Também presente é a força daquelas mulheres assassinadas por exigirem uma vida digna e livre de violência em seus territórios, como Berta Cáceres, que deixou seu legado para muitas mulheres no país. Juana Esquivel, diretora da Fundación San Alonso Rodríguez que foi vítima de campanhas de difamação por seu trabalho como defensora dos direitos humanos, garante que:

"Sentimos e compartilhamos a coragem de muitas companheiras, daquelas que defenderam no passado e das que hoje resistem. Assim, defendemos nossos corpos, territórios, rios e montanhas; sem perder a alegria e o amor pela vida, que é a maior revolução diante desse sistema patriarcal, machista e capitalista. Grande parte da força que me mantém na luta vem da resistência e da coragem de minhas companheiras, elas são minha voz e eu sou a voz delas, onde quer que estejamos."

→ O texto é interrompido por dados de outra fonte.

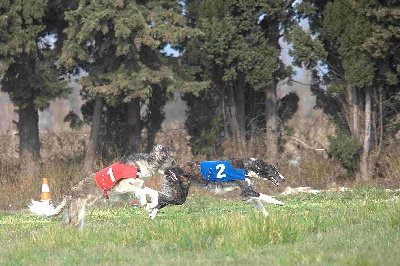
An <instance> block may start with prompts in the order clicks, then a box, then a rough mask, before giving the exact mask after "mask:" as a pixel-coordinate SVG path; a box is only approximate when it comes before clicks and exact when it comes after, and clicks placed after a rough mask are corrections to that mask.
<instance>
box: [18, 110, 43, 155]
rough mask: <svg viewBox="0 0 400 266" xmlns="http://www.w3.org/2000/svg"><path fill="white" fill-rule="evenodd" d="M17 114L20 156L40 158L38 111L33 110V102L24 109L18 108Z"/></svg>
mask: <svg viewBox="0 0 400 266" xmlns="http://www.w3.org/2000/svg"><path fill="white" fill-rule="evenodd" d="M18 114H19V122H18V131H19V145H20V146H19V150H20V154H23V153H28V154H31V155H34V156H40V141H39V113H38V110H37V109H35V107H34V104H33V102H31V103H28V105H27V106H26V107H25V108H20V109H19V110H18Z"/></svg>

O território hondurenho tem paisagens repletas de rios maravilhosos e montanhas verdes, vítimas do saque e da violência de um modelo capitalista e extrativista voraz. Fomos testemunhas da repressão e da vigilância sob as quais as mulheres precisam viver em seus territórios por parte das forças militares, que controlam algumas áreas em concessões de exploração. Por exemplo, quando visitamos o rio Guapinol, que é uma fonte principal de água para a região, 15 homens das forças militares nos intimidaram com sua presença por cerca de duas horas, atrapalhando a tranquilidade da atividade preparada pelas mulheres dessa comunidade. Essa fonte hídrica está em risco de desaparecimento, além de outros rios do departamento de Colón, devido à exploração mineira da empresa Inversiones Los Pinares.

"Defender a água e os bens comuns é defender a vida de todos e de todas", gritaram as mulheres em uníssono em frente ao rio Guapinol.

O medo está presente, é sentido em todos os lugares, mas não é maior do que a força das mulheres hondurenhas para enfrentar esse panorama de vigilância e violência sistemáticas contra defensores, ativistas e organizações de direitos humanos. Essa visita fez florescer ainda mais a rebeldia das mulheres, que nos reafirmaram que a união as fortalece, que a defesa dos bens comuns as mantém unidas e que, acima
de tudo, continuarão levantando suas vozes por uma vida digna e justa, por um mundo sem exploração de seus corpos-territórios.

Ao finalizarmos a Missão, nós, as organizações participantes, reiteramos nosso compromisso com a situação das mulheres hondurenhas, ABRAÇANDO cada uma de suas resistências, nos unindo à força de suas vozes para falar ao mundo sobre essas situações que se tornaram invisíveis, exigindo do estado de Honduras o fim da violência sistemática contra mulheres defensoras, suas comunidades e seus territórios.